Measurement invariance can provide information about individual items and how they might function similarly or differently across subgroups of clients. This differential functioning could be unintentional concerns with content or cognitive and response processes, or could be intentional and appropriate, but needs to be understood and examined. Finally, the aspect of reliability refers to the consistency of assessment scores across repeated administration, indicating that responses from participants on the items remain similar across time. Each of these aspects is connected to an assessment's internal structure, and affects overall validity because it affects how we assess and interpret scores on an assessment, which in turn impact our students and clients. Evidence of internal structure is typically provided through factor analysis and goodness-of-fit models, exploring assessment scores and item responses across subgroups of individuals, as well as correlations between multiple iterations of the assessment. Both measurement invariance and misuse of dimensions on an assessment can result in inaccurate assessment scores, which then create a situation that could alter treatment decisions. Thus, the internal structure of an assessment is influential in the final scores received and subsequent interpretation. This in turn would affect the previous forms of validity evidence mentioned, but also relations to other variables.

Evidence Based on Relations to Other Variables

Evidence based on relations to other variables is typically the most mentioned and tested aspect of validity provided on assessments. This source of validity helps to validate the construct being measured and can affect diagnoses and types of treatments provided, or adjustments to educational curriculum. It is usually represented by discussions of convergent, discriminant, criterion, and predictive validity, all of which provide evidence substantiating that the construct purported to be measured by the assessment is in fact being measured. This is typically tested using inferential statistics such as correlations and regressions with scores from other assessments or behavioral observations.

To know that an assessment measures a particular construct, or can predict future behavior, is a foundation that is depended on within clinical work. As an example, although depression is known to be related to suicidal behaviors, whether a depression inventory can actually predict suicidal behavior is another question. Through validation studies, it was found that assessments, such as the Beck Depression Inventory, can in fact be used as valid assessments to predict future suicide attempts (Desseilles et al., Citation2012). It is through exploring the relationships between current and future behaviors and scores on assessments that we can provide evidence of the construct, as well as the appropriate clinical use of an assessment in practice. Without this source of validity evidence, we would not be able to clearly affirm if the assessment measured the stated construct, which has serious ramifications for clinical diagnoses and treatment protocols. As you could assume, not measuring the stated construct would have ramifications for the next source of validity discussed, consequential validity.

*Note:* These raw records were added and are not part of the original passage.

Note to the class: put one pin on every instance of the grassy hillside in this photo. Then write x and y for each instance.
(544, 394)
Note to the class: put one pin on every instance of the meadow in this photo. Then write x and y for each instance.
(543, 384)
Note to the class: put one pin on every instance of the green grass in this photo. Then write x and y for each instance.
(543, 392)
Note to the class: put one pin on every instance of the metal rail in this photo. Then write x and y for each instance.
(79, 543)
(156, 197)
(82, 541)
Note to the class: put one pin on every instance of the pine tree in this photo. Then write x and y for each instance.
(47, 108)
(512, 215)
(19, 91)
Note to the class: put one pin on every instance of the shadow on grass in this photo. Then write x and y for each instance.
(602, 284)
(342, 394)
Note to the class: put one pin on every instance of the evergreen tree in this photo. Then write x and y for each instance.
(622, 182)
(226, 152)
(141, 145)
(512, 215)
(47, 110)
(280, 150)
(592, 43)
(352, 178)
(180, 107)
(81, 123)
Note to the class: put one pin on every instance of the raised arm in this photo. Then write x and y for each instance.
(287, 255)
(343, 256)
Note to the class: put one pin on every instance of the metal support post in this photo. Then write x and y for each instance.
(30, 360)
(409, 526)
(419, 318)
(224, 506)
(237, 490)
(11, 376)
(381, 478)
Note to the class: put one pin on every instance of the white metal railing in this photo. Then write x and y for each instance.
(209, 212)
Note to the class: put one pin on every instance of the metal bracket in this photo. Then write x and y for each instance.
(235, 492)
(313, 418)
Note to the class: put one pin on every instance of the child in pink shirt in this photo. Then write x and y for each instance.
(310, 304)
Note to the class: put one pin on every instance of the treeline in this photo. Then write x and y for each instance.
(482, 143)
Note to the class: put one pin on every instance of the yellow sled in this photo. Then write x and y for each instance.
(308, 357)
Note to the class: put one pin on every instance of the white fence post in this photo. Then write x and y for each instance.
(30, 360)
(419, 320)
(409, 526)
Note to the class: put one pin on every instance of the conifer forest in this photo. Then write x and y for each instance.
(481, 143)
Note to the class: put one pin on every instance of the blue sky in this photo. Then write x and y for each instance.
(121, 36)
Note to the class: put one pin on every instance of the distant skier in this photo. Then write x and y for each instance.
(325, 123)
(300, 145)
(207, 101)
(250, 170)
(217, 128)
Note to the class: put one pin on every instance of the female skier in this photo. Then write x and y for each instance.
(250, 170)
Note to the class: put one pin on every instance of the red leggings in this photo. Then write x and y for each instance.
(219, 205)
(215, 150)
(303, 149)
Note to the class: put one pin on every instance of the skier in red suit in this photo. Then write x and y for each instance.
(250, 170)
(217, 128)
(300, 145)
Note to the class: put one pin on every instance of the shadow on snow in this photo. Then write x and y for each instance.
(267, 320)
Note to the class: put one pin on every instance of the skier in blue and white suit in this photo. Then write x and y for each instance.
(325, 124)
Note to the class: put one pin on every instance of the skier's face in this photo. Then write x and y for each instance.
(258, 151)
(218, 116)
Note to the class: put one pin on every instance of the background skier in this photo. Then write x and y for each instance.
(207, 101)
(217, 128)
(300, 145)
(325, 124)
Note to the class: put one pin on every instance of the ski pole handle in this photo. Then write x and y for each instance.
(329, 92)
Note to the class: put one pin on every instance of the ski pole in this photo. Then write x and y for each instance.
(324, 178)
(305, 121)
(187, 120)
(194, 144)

Evidence for Validity and Consequences of Testing

When considering validity, most thoughts and attempts are focused on the development of the assessment, such as item creation, evidence of content, internal structure, and the other sources of validity evidence already mentioned. However, one source of validity evidence less focused on, but exceedingly important, is the evidence of the consequences of testing, or consequential validity. Cronbach (Citation1988) argued for the importance of consequential testing when he stated that negative consequences from the interpretation of scores on an assessment should invalidate the assessment, even if those consequences were not from any flaws in the assessment itself. Evidence of validity and consequences of testing refers to the soundness of the proposed interpretation and use of assessment scores. A focus on the consequences of an assessment is important, as assessments are used not only to gather information, but to inform clinical treatment, pharmaceutical treatment, and diagnosis, to mention only a few.

Three criteria for evaluation of consequential validity were noted by Kane (Citation2006), including clarity, coherence, and plausibility. Thus, validation of the consequences of testing entails a clear statement of the proposed interpretation and uses of the assessment scores, an evaluation of the interpretation and uses provided with supporting evidence, and a statement and exploration of potential alternative consequences from the interpretation and use of the assessment (Lane, Citation2014). Consequences of an assessment could be intended or unintended, but all must be considered and explored. For example, when creating a scale to test suicidal behaviors, the intended use of this assessment might be to identify risk level of engaging in or attempting suicide. The assessment developer might hope to be able to categorize individuals into no risk, slight risk, moderate risk, and high risk categories to assist counselors in making informed clinical decisions regarding immediate and future treatment. One intended consequence or use of this assessment might be to identify risk level and determine whether the client needs to be admitted to an inpatient treatment facility to stabilize or adjust medication, versus being sent home under the care and support of family until the next scheduled counseling session. However, an unintended consequence might be that the individual is stigmatized due to risk level of suicide, treated differently by family members and friends, or taken less seriously due to low level of risk of suicidal behavior potentially resulting in increases in self-harm behaviors.

Lane (Citation2014) provided three questions to consider in validation of consequences of assessments: (a) What does the assessment proclaim to do? (b) What are the arguments for and against the intended claims? (c) What are the unintended outcomes or consequences (both positive and negative) of the assessment scores? The answers to these questions can provide evidence of consequential validity by providing clarity of the intended use and interpretation of the assessment, logical links and evidence of how these interpretations can lead to decisions and actions, and empirical evidence that the interpretations and actions are credible and fall within the scope of the intended use of the assessment.

Although each of these sources of validity can be explored discretely, it is the integration of these sources that provides a sound validity argument. Each source of validity usually cannot be explored or answered within one study, but this is more of a long-term process that ultimately never ends (AERA, APA, & NCME, Citation2014). Information can be gleaned from validation studies in the development of the assessment, but also inferences can be drawn from each subsequent study that uses the assessment. These sources of evidence assimilate into the unitary concept of validity. Having knowledge of these sources allows researchers and counselors to use assessments with confidence, while denouncing the use of invalid, haphazardly created assessments.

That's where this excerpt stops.